Real chemical safety means designing each process to minimize unwanted byproducts and maximize both yield and purity. We build safeguards into every run, sampling product throughout to make sure off-spec material never reaches final packing. Our facility operates under documented cGMP practices, and employees take part in ongoing hazard awareness training. We maintain records of test results and process deviations, so clients have confidence that nothing gets swept under the rug.
End users rely on this transparency when dealing with food safety audits or responding to retailer requests. Carotenoid pigments fall under close regulatory watch for a reason, and we make sure that each batch is both reliable and well-documented. Safety commitments are not just slogans—they show up as stability in production, reputation in the market, and trust from our long-term customers.

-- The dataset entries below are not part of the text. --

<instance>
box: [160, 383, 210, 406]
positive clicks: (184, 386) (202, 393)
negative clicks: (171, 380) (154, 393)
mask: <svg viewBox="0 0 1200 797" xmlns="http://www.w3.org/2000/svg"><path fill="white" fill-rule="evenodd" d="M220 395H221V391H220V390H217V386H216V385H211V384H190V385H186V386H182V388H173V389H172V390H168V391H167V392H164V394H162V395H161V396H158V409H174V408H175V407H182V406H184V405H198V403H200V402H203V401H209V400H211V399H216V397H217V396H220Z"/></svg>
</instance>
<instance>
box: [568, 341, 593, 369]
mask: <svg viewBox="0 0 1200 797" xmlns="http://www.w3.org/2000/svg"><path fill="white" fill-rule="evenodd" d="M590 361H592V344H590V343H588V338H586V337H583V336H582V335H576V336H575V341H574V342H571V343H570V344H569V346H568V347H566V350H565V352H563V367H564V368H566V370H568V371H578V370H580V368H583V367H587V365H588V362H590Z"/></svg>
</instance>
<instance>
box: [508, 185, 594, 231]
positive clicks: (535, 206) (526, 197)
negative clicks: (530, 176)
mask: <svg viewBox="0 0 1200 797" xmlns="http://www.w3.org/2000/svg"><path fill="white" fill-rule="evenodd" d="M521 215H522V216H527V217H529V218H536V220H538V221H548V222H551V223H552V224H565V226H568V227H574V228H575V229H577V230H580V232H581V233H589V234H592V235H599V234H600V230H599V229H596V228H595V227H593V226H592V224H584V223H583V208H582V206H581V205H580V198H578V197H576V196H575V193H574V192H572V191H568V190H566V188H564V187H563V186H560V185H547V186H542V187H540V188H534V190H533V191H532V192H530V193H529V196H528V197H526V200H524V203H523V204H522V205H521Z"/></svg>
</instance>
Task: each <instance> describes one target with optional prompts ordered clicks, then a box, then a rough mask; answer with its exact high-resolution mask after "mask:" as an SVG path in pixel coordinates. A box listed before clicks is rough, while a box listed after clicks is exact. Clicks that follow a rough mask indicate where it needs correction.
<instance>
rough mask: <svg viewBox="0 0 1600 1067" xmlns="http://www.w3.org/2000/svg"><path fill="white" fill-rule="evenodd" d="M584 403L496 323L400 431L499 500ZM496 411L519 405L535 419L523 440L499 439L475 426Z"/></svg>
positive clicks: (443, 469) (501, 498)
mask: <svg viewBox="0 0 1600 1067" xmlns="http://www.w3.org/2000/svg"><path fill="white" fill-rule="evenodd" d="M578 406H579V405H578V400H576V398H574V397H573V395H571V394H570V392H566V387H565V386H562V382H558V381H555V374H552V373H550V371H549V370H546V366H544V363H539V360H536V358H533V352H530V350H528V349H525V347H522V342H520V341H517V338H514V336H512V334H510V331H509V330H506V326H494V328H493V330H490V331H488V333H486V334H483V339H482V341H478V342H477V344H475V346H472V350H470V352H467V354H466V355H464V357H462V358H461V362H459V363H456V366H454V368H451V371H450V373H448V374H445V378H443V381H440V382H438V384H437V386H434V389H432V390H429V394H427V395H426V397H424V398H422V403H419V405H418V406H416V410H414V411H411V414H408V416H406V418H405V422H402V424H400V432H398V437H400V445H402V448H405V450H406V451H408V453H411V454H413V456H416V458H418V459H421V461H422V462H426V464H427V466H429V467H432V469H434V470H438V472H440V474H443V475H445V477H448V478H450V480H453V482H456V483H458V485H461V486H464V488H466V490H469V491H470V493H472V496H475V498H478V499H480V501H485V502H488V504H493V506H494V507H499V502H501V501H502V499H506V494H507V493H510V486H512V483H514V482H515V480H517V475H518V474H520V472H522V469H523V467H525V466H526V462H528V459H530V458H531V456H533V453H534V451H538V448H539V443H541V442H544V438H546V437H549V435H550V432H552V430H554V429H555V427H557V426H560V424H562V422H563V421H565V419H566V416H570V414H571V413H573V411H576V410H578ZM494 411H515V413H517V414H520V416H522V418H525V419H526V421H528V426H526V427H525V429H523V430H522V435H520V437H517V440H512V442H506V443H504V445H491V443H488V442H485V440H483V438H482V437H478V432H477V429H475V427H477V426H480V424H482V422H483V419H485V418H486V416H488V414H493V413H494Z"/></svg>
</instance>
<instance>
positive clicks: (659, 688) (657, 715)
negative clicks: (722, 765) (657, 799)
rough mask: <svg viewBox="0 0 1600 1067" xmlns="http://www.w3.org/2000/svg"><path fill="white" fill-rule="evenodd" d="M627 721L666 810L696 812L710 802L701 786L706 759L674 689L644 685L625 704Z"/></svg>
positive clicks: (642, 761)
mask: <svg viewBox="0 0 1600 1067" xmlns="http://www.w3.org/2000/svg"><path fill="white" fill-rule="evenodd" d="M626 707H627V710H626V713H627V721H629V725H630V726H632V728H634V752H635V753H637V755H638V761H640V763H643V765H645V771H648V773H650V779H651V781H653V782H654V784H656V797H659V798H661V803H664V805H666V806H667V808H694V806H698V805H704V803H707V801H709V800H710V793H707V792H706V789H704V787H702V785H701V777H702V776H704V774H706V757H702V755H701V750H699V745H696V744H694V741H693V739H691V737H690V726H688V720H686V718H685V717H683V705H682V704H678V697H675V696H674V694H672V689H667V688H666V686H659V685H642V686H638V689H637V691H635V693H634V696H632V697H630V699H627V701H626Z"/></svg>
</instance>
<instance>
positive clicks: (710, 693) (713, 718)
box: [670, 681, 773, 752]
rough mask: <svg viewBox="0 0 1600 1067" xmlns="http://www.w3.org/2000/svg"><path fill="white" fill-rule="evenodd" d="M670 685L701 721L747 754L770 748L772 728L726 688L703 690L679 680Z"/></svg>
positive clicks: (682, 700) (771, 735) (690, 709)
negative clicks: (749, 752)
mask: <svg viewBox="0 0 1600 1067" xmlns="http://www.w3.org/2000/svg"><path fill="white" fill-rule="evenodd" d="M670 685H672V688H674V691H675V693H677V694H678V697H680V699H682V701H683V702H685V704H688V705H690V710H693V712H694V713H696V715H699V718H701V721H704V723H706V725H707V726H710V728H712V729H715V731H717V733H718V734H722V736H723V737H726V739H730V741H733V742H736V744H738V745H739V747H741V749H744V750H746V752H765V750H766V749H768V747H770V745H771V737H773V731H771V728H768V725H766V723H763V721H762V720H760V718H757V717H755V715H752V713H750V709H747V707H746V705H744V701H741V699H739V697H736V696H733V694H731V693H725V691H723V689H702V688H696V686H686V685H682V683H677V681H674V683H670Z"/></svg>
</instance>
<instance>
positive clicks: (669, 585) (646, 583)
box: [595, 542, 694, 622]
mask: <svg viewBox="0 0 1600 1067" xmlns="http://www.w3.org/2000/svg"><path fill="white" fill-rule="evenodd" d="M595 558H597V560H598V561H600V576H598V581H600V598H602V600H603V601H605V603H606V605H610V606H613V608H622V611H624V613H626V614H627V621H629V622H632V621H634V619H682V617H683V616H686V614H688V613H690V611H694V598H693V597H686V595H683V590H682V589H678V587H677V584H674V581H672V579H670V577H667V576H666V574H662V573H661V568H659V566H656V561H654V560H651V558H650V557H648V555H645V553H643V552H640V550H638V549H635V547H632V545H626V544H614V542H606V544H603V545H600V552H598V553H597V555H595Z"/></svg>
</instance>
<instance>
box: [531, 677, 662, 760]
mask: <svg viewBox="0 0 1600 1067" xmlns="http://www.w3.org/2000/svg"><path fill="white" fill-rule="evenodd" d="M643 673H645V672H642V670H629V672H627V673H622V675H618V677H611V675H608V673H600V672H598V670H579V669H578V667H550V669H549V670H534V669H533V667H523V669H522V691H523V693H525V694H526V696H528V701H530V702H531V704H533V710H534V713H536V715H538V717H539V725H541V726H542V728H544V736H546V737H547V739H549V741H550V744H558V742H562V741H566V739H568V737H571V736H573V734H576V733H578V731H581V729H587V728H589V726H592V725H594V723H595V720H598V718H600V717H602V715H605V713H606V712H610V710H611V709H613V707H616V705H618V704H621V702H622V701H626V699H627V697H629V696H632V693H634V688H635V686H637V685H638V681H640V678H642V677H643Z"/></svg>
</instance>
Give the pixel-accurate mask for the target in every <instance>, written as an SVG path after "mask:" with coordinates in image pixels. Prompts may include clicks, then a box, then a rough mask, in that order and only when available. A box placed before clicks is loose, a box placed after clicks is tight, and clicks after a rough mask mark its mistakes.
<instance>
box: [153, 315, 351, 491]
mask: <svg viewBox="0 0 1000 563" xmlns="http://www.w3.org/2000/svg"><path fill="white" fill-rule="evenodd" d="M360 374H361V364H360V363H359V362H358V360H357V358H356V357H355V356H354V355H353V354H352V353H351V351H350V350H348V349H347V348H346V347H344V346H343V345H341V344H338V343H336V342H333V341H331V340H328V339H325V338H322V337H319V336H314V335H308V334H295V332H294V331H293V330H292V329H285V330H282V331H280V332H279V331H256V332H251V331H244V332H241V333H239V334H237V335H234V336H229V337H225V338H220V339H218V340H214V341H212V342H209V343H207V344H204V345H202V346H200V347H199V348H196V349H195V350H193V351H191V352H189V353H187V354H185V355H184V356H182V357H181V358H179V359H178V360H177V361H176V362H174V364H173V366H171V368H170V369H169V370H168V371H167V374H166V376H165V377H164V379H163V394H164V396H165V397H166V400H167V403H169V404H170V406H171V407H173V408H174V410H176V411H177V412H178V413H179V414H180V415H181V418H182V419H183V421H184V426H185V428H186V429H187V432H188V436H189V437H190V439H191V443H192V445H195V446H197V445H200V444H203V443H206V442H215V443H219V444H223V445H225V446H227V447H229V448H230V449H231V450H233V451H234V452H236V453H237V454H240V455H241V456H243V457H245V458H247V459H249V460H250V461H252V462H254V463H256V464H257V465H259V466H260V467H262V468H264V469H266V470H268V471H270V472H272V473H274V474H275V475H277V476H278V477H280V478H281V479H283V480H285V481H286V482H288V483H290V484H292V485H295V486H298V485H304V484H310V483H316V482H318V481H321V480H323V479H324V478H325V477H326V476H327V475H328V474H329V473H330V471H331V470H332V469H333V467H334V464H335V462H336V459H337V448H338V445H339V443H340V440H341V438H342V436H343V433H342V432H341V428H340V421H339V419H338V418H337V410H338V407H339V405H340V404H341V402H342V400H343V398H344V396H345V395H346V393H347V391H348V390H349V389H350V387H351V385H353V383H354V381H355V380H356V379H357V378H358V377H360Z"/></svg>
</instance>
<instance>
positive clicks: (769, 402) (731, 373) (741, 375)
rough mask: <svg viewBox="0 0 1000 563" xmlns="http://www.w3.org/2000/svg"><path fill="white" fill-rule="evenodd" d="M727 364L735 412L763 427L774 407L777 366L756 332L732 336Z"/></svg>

Manufacturing canthaxanthin isn’t a static job. Each year brings new technical questions, fresh logistics challenges, and unexpected feedback from users who aren’t shy about telling us what’s not working. We collect every report of clumping, off-odor, and ride-along spot failures. Many feed producers and food processors have walked us through their own mills, sharing firsthand where product strength or handling let them down in the past. Our R&D team updates process parameters, carrier matrices, and encapsulation conditions based on that input—not as a superficial “innovation point” but as a way to keep customers coming back and push competition aside.
Raw honesty from users keeps our manufacturing honest. It drives us to produce canthaxanthin that not only hits stated content levels, but also shows up in real formulas the way it should—with no surprises, excuses, or callbacks. We don’t just manufacture pigment; we carry the responsibility for every outcome it touches in feed, food, or consumer products. That shapes how we work today, learn from yesterday, and adapt for tomorrow.